Richard Dawkins has a new book out, The Greatest Show on Earth: The Evidence for Evolution. An excerpt from it graced the Timesonline the other day, and Jonah Lehrer’s enthuisiastic review of it is here.

The elegance of evolution
The elegance of evolution

Dawkins writes:

Imagine that you are a teacher of Roman history and the Latin language, anxious to impart your enthusiasm for the ancient world — for the elegiacs of Ovid and the odes of Horace, the sinewy economy of Latin grammar as exhibited in the oratory of Cicero, the strategic niceties of the Punic Wars, the generalship of Julius Caesar and the voluptuous excesses of the later emperors. That’s a big undertaking and it takes time, concentration, dedication. Yet you find your precious time continually preyed upon, and your class’s attention distracted, by a baying pack of ignoramuses (as a Latin scholar you would know better than to say ignorami) who, with strong political and especially financial support, scurry about tirelessly attempting to persuade your unfortunate pupils that the Romans never existed. There never was a Roman Empire. The entire world came into existence only just beyond living memory. Spanish, Italian, French, Portuguese, Catalan, Occitan, Romansh: all these languages and their constituent dialects sprang spontaneously and separately into being, and owe nothing to any predecessor such as Latin.
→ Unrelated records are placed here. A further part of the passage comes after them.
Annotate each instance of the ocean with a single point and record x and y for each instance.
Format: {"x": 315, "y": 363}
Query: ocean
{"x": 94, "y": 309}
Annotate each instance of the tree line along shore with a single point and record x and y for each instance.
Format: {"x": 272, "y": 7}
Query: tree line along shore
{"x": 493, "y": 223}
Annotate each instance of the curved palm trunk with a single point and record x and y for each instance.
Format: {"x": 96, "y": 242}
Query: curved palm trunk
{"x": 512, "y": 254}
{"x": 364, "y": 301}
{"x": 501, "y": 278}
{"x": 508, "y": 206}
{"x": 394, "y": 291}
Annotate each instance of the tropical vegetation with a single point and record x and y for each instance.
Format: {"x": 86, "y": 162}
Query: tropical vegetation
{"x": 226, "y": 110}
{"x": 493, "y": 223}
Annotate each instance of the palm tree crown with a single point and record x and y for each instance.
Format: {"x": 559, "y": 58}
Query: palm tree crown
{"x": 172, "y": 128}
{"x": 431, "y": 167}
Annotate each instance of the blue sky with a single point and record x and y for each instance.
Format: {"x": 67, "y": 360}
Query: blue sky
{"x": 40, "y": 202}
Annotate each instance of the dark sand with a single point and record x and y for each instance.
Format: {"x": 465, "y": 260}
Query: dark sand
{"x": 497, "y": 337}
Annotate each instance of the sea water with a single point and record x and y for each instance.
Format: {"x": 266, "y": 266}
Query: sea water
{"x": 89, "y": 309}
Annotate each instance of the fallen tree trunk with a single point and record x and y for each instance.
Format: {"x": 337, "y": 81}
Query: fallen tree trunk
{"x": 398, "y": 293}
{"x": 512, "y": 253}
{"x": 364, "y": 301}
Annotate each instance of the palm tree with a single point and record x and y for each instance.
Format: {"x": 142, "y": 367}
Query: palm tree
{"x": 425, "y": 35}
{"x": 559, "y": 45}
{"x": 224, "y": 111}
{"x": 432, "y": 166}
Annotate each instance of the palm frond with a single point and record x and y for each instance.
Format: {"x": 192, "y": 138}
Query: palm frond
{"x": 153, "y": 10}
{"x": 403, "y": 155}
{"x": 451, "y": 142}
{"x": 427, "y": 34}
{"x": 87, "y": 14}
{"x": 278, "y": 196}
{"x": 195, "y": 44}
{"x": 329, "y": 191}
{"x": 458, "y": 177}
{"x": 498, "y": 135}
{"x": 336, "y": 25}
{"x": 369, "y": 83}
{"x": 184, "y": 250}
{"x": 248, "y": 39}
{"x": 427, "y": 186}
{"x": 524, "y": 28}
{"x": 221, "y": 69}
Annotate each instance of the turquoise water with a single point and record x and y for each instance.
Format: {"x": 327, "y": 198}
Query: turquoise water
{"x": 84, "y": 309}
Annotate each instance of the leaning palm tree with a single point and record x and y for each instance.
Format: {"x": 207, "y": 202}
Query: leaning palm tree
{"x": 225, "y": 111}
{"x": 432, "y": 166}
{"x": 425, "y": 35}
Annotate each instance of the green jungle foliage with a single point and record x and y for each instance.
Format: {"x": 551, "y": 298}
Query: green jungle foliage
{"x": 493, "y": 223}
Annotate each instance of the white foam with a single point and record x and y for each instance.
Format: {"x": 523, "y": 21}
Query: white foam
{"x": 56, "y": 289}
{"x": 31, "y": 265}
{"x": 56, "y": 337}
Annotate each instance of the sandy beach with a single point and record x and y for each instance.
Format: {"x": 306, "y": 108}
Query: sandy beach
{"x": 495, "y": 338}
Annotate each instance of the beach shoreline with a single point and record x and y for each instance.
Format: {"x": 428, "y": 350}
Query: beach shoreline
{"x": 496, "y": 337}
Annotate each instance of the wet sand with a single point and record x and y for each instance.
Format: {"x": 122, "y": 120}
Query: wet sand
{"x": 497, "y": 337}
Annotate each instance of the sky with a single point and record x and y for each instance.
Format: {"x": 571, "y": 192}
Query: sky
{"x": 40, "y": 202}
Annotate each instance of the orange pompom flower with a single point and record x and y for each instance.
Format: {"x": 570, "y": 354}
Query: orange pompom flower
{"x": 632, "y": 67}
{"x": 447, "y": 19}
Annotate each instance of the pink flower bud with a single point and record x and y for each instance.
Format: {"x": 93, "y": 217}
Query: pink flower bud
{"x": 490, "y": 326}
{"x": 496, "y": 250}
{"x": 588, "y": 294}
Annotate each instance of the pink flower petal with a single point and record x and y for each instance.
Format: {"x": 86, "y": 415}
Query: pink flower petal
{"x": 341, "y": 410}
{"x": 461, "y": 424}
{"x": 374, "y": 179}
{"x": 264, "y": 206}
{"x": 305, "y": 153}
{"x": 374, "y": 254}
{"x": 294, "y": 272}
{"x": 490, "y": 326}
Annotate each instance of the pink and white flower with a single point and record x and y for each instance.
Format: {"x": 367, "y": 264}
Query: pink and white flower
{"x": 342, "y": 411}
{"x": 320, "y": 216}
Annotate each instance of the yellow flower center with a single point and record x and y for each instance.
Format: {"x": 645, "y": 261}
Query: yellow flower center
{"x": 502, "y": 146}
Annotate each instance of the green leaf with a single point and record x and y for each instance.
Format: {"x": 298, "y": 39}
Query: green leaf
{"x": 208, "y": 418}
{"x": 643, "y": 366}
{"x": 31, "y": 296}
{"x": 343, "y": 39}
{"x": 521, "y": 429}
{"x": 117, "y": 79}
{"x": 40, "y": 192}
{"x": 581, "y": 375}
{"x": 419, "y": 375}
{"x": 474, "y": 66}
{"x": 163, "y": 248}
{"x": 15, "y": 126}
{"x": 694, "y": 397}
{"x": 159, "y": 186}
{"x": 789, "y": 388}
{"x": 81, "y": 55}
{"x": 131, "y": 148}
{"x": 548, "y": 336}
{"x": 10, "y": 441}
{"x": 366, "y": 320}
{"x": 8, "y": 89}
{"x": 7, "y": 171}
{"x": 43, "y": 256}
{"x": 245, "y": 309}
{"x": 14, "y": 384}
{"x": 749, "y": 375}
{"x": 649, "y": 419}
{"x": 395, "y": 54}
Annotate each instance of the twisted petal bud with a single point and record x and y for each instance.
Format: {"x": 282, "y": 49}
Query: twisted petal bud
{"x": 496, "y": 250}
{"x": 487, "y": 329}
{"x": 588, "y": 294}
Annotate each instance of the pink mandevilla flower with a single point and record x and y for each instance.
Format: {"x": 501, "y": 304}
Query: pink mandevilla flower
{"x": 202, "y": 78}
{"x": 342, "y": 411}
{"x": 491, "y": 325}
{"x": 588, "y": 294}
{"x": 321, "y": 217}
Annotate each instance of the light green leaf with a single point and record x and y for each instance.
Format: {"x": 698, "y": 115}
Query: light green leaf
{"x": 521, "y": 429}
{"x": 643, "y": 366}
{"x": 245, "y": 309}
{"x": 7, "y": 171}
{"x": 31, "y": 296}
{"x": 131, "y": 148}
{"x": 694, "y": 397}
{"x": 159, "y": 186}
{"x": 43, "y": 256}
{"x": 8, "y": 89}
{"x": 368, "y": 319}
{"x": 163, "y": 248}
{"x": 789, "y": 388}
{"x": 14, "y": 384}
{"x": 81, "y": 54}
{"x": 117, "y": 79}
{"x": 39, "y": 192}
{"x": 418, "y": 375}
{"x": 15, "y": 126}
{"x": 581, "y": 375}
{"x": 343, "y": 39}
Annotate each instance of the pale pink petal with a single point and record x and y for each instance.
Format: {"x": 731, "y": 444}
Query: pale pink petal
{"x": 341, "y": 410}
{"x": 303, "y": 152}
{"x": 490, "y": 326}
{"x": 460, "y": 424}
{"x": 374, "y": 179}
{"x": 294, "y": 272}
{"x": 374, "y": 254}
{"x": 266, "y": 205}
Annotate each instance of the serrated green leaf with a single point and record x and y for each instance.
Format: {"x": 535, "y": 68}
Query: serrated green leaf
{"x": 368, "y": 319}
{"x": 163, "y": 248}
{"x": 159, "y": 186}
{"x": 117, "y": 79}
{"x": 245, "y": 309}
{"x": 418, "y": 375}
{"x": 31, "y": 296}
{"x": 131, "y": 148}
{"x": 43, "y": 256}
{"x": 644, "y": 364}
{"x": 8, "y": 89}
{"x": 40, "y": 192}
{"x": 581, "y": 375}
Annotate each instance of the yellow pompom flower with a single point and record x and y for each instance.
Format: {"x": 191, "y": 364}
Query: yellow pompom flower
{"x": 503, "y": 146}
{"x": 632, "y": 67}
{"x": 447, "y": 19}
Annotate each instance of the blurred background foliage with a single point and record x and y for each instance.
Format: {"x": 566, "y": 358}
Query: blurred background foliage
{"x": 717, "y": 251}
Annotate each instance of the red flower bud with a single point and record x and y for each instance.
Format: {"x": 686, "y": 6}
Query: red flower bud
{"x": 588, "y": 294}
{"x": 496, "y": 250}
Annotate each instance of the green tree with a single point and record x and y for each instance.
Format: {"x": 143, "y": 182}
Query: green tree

Instead of devoting your full attention to the noble vocation of classical scholar and teacher, you are forced to divert your time and energy to a rearguard defence of the proposition that the Romans existed at all: a defence against an exhibition of ignorant prejudice that would make you weep if you weren’t too busy fighting it.

If my fantasy of the Latin teacher seems too wayward, here’s a more realistic example. Imagine you are a teacher of more recent history, and your lessons on 20th-century Europe are boycotted, heckled or otherwise disrupted by well-organised, well-financed and politically muscular groups of Holocaust-deniers. Unlike my hypothetical Rome-deniers, Holocaustdeniers really exist. They are vocal, superficially plausible and adept at seeming learned. They are supported by the president of at least one currently powerful state, and they include at least one bishop of the Roman Catholic Church. Imagine that, as a teacher of European history, you are continually faced with belligerent demands to “teach the controversy”, and to give “equal time” to the “alternative theory” that the Holocaust never happened but was invented by a bunch of Zionist fabricators.

Dawkins is bound to come under scrutiny for daring to suggest that creationists are as intellectually dishonest–and downright dangerous–as Holocaust-deniers. Dawkins even coins a new term, history-deniers, to define them. After all, nearly everyone who insists upon a creationist reading of the universe (IDers included) does so for religious reasons, just as the Holocaust-deniers deny the irrefutable mountains of evidence stacked up against their claims for ideological reasons. Well, the bad news is that Holocaust-denial has gone international, while history-denial just won’t go away.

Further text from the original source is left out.